My walk this morning has led me to Marine Street, which I take north till it ends at Bridge Street. At that intersection, I pause to decide whether to turn east toward the harbor or west toward the Lincolnville district, each direction a pleasant walk with its own distinct merits. As always, while waiting for some sign to make my choice, I am drawn to the concrete wall that faces me and encloses the grounds at Number 15 on the north side of Bridge Street. It is a high wall, six feet or so; ornate and old – blackened-with-moss old; wood-rotting, red-paint-peeling-door old. Flora, no longer tended, tests its boundaries. This side of the door, flowers have escaped the confines of their pots and have breached the straight edges of the red and white bricked entry way. From the other side, a few pink hibiscus flowers on a couple of rogue flag-pole straight branches make their debut, and a lone vine slithers over the wall’s top.

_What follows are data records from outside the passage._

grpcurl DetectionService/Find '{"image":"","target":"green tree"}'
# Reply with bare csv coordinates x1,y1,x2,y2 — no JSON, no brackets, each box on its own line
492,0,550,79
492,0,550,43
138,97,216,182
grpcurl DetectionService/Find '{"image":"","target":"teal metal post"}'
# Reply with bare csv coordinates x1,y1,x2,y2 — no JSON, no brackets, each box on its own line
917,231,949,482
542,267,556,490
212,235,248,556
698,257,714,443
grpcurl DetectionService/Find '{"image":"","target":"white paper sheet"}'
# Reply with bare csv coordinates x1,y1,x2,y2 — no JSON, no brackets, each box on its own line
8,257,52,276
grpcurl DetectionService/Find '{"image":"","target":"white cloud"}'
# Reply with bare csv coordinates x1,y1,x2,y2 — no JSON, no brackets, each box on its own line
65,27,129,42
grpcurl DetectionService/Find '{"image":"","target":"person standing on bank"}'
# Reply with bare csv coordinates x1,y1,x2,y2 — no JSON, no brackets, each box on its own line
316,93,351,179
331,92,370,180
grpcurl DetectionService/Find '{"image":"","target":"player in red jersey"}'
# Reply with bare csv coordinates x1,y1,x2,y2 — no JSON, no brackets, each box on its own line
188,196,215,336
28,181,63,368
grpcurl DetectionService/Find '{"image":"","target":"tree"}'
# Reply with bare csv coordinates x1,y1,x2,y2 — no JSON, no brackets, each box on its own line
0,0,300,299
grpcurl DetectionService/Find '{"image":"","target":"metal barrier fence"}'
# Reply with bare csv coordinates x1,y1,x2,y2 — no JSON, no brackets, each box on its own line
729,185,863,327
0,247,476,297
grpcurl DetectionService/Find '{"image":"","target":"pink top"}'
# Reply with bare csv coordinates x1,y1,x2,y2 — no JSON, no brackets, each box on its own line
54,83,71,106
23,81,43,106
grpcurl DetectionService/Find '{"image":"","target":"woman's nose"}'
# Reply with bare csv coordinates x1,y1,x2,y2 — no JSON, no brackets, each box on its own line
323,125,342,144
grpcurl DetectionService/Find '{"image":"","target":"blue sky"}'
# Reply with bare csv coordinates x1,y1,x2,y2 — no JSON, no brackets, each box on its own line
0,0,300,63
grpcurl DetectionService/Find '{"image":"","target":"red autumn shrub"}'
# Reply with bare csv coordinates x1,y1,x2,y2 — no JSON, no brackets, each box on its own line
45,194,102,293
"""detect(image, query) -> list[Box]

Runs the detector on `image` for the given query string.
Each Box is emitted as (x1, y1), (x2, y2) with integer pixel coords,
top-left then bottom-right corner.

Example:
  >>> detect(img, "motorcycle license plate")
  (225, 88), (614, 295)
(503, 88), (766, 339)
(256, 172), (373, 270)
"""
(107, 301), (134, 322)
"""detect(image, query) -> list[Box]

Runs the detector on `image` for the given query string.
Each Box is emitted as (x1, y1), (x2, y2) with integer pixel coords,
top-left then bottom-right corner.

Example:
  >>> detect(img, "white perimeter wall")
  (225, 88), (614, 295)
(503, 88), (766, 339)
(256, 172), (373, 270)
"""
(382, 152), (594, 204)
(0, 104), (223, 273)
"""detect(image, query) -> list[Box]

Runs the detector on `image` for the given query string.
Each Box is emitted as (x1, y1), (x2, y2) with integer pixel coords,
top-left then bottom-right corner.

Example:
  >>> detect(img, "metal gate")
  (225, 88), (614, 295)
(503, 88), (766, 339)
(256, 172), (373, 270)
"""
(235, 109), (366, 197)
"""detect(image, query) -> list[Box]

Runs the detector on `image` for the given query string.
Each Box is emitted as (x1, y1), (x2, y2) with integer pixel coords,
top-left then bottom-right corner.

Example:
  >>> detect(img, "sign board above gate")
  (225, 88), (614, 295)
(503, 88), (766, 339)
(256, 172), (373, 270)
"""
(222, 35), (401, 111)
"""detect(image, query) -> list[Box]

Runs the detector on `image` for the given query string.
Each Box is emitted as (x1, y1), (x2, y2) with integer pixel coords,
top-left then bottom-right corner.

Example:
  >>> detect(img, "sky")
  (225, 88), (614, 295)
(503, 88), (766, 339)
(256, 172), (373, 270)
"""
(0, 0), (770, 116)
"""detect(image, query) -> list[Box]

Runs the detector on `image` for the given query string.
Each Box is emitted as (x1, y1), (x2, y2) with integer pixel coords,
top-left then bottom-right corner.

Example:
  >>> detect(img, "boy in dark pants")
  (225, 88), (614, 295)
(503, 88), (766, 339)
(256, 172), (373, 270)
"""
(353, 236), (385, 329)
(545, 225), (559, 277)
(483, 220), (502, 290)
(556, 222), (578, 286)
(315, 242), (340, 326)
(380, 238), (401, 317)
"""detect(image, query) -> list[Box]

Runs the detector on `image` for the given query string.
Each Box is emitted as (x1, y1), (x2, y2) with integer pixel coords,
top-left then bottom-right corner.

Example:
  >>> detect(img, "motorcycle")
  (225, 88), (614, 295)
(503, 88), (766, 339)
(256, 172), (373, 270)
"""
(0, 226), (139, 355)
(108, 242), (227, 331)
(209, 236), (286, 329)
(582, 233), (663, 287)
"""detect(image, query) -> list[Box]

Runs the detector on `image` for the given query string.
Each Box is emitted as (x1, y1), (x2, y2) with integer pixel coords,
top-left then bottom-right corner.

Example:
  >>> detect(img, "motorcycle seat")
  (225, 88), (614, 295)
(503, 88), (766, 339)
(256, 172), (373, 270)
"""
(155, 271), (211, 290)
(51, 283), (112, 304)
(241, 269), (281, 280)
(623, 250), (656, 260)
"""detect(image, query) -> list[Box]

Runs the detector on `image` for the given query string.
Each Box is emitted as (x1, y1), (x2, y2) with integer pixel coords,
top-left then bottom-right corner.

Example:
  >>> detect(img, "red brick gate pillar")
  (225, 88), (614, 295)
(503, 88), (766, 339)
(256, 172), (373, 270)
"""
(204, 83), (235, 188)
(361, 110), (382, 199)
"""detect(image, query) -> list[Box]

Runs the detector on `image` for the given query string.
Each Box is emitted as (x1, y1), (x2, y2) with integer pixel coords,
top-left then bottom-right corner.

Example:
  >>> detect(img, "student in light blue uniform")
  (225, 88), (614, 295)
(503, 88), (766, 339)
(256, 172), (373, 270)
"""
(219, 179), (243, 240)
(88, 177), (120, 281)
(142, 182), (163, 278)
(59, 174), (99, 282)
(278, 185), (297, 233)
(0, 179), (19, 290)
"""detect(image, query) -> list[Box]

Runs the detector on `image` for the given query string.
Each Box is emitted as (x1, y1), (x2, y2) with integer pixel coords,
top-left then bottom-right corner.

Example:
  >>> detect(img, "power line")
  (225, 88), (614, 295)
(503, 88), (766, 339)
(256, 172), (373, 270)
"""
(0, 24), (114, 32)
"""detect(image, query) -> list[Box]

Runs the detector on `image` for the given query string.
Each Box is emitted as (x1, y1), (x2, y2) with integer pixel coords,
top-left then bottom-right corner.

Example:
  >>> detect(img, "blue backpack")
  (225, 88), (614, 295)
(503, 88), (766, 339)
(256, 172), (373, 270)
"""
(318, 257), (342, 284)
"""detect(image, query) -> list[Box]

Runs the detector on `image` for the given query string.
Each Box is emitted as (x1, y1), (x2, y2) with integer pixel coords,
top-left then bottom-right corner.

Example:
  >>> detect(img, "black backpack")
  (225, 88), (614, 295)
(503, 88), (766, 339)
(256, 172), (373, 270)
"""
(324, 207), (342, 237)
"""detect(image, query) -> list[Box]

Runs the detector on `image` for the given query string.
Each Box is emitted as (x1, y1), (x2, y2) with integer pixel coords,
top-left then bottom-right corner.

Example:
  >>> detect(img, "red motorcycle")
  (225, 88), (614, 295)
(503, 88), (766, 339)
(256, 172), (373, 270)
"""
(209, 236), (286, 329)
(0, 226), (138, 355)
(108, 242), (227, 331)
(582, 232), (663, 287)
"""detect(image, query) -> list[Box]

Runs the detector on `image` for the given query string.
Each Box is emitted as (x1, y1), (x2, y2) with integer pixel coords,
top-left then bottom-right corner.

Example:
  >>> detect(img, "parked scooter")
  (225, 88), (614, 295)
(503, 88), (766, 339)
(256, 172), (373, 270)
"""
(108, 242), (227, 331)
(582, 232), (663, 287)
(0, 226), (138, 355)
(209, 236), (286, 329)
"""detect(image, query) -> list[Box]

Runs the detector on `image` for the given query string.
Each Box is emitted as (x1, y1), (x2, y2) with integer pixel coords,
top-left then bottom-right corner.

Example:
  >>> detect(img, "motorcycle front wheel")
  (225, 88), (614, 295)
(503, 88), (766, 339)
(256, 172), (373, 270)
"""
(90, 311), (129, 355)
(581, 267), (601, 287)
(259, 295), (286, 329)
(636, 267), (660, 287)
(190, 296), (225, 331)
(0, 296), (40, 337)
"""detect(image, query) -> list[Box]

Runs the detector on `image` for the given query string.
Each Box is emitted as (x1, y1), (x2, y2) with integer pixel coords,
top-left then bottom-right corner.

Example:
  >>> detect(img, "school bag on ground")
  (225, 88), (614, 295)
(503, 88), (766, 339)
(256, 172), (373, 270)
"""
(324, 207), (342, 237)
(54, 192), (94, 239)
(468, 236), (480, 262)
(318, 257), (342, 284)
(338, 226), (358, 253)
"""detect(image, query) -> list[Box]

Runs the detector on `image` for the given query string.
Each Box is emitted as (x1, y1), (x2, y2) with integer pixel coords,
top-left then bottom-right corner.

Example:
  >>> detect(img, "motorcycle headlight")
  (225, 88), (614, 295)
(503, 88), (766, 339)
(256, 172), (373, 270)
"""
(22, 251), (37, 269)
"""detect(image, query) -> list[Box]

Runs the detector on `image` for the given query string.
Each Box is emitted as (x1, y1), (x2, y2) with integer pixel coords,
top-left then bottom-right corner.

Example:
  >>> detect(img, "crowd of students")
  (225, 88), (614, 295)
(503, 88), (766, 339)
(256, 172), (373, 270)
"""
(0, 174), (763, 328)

Something influences me to turn left toward the water today and I do. Ahead, I can see oranges and yellows mixing in the eastern sky with the sun just now beginning its rise over Anastasia Island across the bay. The winds are light, so if I am lucky when I reach the sea wall, the sailboats and their masts will be reflected in the still harbor waters, always a delightful sight at the end to a good morning walk.
Still, I wonder – as I wonder each time after turning this way or the other upon reaching Bridge Street – what would have happened had I first crossed to the other side of the road and tried the latch on that old red gate door; and what would have happened had the latch clicked and I pushed on the door and it actually opened; and what would I have seen on the other side of that gate then?